When I met Sarah, 17, she was holding her baby and sitting with her grandmother in their grass-thatched mud home. I learned she had given birth at home without the help of a skilled attendant. She was lucky that she and the baby both survived. Lack of skilled attendance at birth is a major cause of death for both mothers and babies in Africa.
A community health volunteer supported by Save the Children had been visiting Sarah while she was pregnant, giving her prenatal checkups and telling her about the importance of skilled attendance. So I asked Sarah, why hadn't she gone to a health facility?
She told me the nearest clinic was private and she didn't have money to pay. So I asked her, why hadn't she gone to the public hospital? She said it was far away and she didn't have the money for bus fare.
This kind of story is too common in rural areas in Uganda and many other countries.

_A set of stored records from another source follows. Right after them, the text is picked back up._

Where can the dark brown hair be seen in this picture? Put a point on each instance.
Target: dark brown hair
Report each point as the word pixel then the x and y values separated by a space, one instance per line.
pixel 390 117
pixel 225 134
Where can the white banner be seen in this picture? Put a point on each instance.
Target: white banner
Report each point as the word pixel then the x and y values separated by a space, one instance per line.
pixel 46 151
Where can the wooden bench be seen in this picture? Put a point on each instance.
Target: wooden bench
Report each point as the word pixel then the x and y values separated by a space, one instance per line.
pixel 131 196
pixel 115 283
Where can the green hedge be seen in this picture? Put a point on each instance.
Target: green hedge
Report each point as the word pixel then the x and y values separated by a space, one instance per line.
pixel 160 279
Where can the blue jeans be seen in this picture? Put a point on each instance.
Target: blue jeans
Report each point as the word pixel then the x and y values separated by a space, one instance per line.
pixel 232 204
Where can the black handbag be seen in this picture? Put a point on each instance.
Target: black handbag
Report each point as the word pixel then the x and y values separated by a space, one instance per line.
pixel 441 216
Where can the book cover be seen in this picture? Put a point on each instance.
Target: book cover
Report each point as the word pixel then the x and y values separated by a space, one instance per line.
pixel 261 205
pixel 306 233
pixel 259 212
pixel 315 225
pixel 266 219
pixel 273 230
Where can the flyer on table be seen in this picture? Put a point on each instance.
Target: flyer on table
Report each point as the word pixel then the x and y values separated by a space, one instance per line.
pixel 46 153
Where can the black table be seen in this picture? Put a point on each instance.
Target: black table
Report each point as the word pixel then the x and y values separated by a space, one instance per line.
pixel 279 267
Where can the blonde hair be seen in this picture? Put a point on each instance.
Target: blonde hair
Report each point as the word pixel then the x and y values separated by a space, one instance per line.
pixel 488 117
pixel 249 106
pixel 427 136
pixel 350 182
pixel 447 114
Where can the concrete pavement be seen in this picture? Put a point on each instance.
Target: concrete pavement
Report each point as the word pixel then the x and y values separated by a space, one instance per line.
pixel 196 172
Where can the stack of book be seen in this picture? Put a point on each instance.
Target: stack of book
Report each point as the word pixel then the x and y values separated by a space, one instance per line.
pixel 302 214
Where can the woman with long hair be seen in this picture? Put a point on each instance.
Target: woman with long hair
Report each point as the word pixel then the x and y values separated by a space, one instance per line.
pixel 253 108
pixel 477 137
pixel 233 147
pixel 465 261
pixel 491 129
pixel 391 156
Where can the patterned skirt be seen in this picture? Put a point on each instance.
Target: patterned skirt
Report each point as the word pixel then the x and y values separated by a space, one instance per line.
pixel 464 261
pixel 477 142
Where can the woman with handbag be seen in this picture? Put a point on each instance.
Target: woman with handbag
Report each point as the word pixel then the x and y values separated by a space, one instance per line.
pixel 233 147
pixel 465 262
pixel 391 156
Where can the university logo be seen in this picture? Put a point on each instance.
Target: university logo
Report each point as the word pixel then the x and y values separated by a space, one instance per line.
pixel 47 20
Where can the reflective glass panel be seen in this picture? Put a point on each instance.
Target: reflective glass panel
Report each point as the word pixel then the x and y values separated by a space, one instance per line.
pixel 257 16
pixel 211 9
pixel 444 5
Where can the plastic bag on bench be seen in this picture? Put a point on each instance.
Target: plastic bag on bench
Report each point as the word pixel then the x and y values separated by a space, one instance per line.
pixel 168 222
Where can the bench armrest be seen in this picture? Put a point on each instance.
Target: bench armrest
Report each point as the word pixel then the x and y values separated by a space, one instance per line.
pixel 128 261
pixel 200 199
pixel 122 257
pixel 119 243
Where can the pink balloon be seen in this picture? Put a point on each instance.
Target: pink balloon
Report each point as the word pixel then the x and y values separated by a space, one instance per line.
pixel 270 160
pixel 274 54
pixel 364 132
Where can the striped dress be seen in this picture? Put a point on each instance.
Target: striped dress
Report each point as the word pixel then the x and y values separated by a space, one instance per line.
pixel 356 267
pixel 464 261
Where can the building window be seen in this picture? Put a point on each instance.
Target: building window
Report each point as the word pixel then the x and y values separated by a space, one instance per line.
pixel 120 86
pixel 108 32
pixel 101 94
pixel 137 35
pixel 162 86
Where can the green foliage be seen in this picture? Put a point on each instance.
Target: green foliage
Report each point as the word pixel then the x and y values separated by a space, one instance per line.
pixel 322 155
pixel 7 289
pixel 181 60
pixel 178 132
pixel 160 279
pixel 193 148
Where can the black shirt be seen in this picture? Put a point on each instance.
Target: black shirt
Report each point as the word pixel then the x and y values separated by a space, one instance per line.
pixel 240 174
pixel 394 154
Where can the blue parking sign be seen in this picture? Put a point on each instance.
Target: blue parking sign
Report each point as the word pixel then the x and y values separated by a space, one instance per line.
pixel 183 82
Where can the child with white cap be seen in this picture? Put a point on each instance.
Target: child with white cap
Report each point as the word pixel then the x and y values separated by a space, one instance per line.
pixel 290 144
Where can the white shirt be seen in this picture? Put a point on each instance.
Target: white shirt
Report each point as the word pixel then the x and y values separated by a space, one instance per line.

Sarah's baby weighed only 1.2 kilos, and was small enough to hold in one hand. Such babies are at great risk of death without the proper care. In the city or richer countries, these babies are put in electric incubators to help keep warm. That is not a possibility for Sarah and many others who have no access to hospital.
However, the community health volunteer and I explained that Sarah herself could give the baby all the warmth she needed. We showed her how to use a clean cloth to wrap the baby to her bare chest. Sarah's own body heat and the ease of breastfeeding would protect her baby just as much if not more than an incubator.
Hundreds of thousands of babies could be saved if Kangaroo Mother Care were more widely practiced.
This week I told Sarah's story as I sat on a panel at the Uganda Non-Governmental Organization Forum being held parallel to the African Union Summit. Health experts and audience members discussed recommendations to the African leaders meeting. They must make sure mothers and children don't continue to die for lack of access to proven, low-cost health care.
The people in the room also recognized that everyone has a role to play.
I stressed that community participation is key. The volunteer in Sarah's village was able to link her to our services and we supported Sarah's visits to a health facility for post-natal care. Her baby is now six months old and doing well!
Several people at the forum commented on how good it was to see a discussion of maternal, newborn and child health have so many men in the audience. We all agreed that husbands and fathers must also fight to make sure their wives and children get the health care they need.
The moderator pointed out that of 53 African Union nations, there is only one woman head of state to join meetings starting Sunday. So men truly have a major role to play if we are to stop the deaths of 4.5 million young children and 265,000 mothers each year in Africa.